As a check, let's do the calculation in Julia:
q1 = 1/sqrt(2)*[1,-1,0,0]
q2 = 1/sqrt(6)*[1,1,-2,0]
q3 = 1/(2*sqrt(3))*[1,1,1,-3]
Q = [q1 q2 q3]
Q' * [1,1,1,1]
3-element Vector{Float64}: 0.0 0.0 -1.1102230246251565e-16
This is zero (up to roundoff errors), as expected.
We can also check that $Q^T Q = I$ (up to roundoff errors):
Q'Q
3×3 Matrix{Float64}: 1.0 2.45143e-17 -8.8981e-18 2.45143e-17 1.0 -1.10972e-17 -8.8981e-18 -1.10972e-17 1.0
using LinearAlgebra # for I
Q'Q ≈ I
true
We could also use Julia's qr
function to find the $Q$.
qr(A)
computes a "QR factorization" object that stores both the $Q$ and the $R$ in the $A = QR$ factorization. We can extract just the $Q$ factor with $qr(A).Q$, but it turn out that this is the "full" QR factorization where $Q$ is a squaare matrix consisting of an orthnormal basis for $C(A)$ followed by an orthonormal basis for $C(A)^\perp = N(A^T)$. To get just the "thin" QR factor consisting of the basis for $C(A)$, the qr
documentation tells us to do Matrix(qr(A).Q
:
A = [[1,-1,0,0] [1,1,-2,0] [1,1,1,-3]] # [a1 a2 a3]
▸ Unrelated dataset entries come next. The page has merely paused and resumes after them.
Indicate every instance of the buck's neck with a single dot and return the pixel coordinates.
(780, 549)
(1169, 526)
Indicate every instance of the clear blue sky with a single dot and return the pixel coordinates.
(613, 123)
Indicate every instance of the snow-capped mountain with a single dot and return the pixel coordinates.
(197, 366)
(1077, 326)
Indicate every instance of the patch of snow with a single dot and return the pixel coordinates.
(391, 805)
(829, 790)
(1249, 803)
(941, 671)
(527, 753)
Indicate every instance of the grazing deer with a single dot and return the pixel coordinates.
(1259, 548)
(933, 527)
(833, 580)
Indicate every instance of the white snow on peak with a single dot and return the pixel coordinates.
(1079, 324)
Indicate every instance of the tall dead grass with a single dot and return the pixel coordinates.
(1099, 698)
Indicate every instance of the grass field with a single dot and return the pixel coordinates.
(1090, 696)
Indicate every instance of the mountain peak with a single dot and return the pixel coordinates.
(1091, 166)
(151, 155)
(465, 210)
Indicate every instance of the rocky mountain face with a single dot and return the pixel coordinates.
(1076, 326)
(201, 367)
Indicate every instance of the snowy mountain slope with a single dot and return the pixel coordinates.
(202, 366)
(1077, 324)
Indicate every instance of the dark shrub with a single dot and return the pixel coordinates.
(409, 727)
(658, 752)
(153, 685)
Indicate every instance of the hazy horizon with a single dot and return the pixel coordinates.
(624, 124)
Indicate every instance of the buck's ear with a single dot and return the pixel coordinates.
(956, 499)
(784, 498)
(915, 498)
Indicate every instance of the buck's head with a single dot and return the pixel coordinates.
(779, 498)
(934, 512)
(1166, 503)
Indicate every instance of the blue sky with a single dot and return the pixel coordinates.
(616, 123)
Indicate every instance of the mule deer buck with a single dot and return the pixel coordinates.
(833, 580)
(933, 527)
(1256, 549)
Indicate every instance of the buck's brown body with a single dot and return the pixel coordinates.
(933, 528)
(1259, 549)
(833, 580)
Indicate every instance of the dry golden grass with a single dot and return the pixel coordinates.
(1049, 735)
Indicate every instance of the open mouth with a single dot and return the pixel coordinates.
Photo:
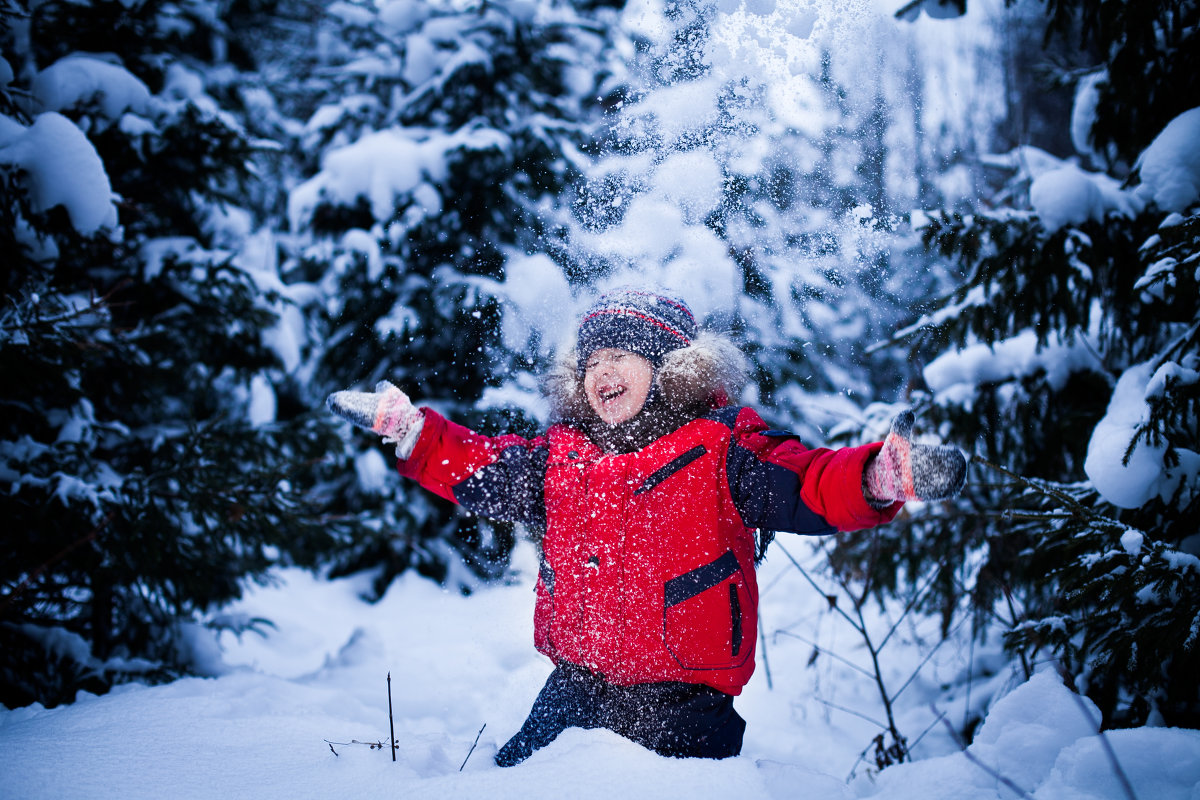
(610, 394)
4×3 Matrix{Int64}: 1 1 1 -1 1 1 0 -2 1 0 0 -3
Matrix(qr(A).Q)
4×3 Matrix{Float64}: -0.707107 -0.408248 -0.288675 0.707107 -0.408248 -0.288675 0.0 0.816497 -0.288675 0.0 0.0 0.866025
Interestingly, this is not quite the same as what we got from Gram–Schmidt by hand calculation:
Q
4×3 Matrix{Float64}: 0.707107 0.408248 0.288675 -0.707107 0.408248 0.288675 0.0 -0.816497 0.288675 0.0 0.0 -0.866025
The difference is only in the signs of the second and third columns, which is okay: the QR factorization is only unique up to ± signs for real matrices, since you can always flip the sign of a $q$ without changing orthonormality.
In fact, Julia's qr
function is using a totally different algorithm than Gram–Schmidt, called a "Householder QR" algorithm.